That scanner example you gave me is brilliant. Its worth sharing the results to show not only how to transmit constant carrier, but also how to use the receiver to monitor activity in the WiFi spectrum. I'm very impressed.
The nRF24L01+ device has a built-in low noise amplifier. So with just a short quarter wave stub antenna, it can pickup any local WiFi activity that may be taking place. The sketch first prints details of the device itself, but then goes on to display a complete scan of the 2.400 to 2.525 GHz spectrum.
You have to be aware that this Tx/Rx module is not directly WiFi compatible. So it won't talk to a WiFi router, or decode WiFi packets. The radio channel numbers mentioned differ from WiFi channel numbers, and the modulation used is also different. The module uses GFSK modulation and has channel numbers that are 1 MHz wide, so there are a total of 126 channels going from 2.400 GHz to 2.525 GHz.
The example sketch will auto scan every channel in turn (0 - 125) and then display the received channel signal strength as a hex digit (0 - F). Here is a sample scan that I made this evening...

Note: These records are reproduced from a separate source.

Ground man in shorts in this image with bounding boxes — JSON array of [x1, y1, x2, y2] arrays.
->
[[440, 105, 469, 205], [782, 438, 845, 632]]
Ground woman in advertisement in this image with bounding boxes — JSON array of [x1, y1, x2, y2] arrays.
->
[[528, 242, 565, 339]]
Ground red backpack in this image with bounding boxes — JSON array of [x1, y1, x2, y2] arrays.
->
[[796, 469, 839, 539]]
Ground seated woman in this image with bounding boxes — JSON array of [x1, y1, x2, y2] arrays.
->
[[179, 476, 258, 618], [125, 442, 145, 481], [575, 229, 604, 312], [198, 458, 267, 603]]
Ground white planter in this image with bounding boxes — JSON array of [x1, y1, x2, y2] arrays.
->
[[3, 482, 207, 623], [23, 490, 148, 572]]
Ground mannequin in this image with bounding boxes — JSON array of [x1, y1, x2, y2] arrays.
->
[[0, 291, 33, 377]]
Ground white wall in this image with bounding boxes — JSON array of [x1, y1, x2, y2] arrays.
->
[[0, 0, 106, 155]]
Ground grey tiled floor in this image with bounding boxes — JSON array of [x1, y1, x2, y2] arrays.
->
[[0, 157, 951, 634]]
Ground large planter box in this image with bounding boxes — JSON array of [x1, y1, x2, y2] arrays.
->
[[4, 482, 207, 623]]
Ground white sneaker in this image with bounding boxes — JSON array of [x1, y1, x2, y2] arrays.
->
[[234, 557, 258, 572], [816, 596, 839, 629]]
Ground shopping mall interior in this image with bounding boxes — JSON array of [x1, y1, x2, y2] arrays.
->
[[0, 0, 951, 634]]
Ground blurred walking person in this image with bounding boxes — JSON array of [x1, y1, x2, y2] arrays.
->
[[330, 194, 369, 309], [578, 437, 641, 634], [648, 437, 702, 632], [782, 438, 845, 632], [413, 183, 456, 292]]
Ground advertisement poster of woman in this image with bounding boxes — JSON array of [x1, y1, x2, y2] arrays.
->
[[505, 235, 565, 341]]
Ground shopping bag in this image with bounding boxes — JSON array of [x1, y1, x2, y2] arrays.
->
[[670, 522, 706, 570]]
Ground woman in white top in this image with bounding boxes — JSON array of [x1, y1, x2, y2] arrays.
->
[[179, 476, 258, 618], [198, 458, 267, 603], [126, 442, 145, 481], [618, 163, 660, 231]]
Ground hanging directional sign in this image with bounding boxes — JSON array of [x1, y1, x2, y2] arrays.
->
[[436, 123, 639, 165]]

Where I have annotated the picture with an arrow, you can see the point where I switched on the constant carrier on channel 40 from a second nRF24L01 module, placed only a few feet away. But noticed that there is radio signal activity received before it was switched on.
Notice too that there is no radio signals appearing above Channel 100. This is equivalent to 2.500 GHz, which is beyond the WiFi channels (WiFi CH14 = 2.484 GHz).
My construction for this experiment is shown below. I built the plywood bases originally to use for the ADF4351 Signal Generator modules, but I decided to use the same SPI bus for the nRF24L01 modules. I use different pins for Chip Select etc, and switched the SPI clock from pin 13 to pin 14, but it worked a treat on first switch on.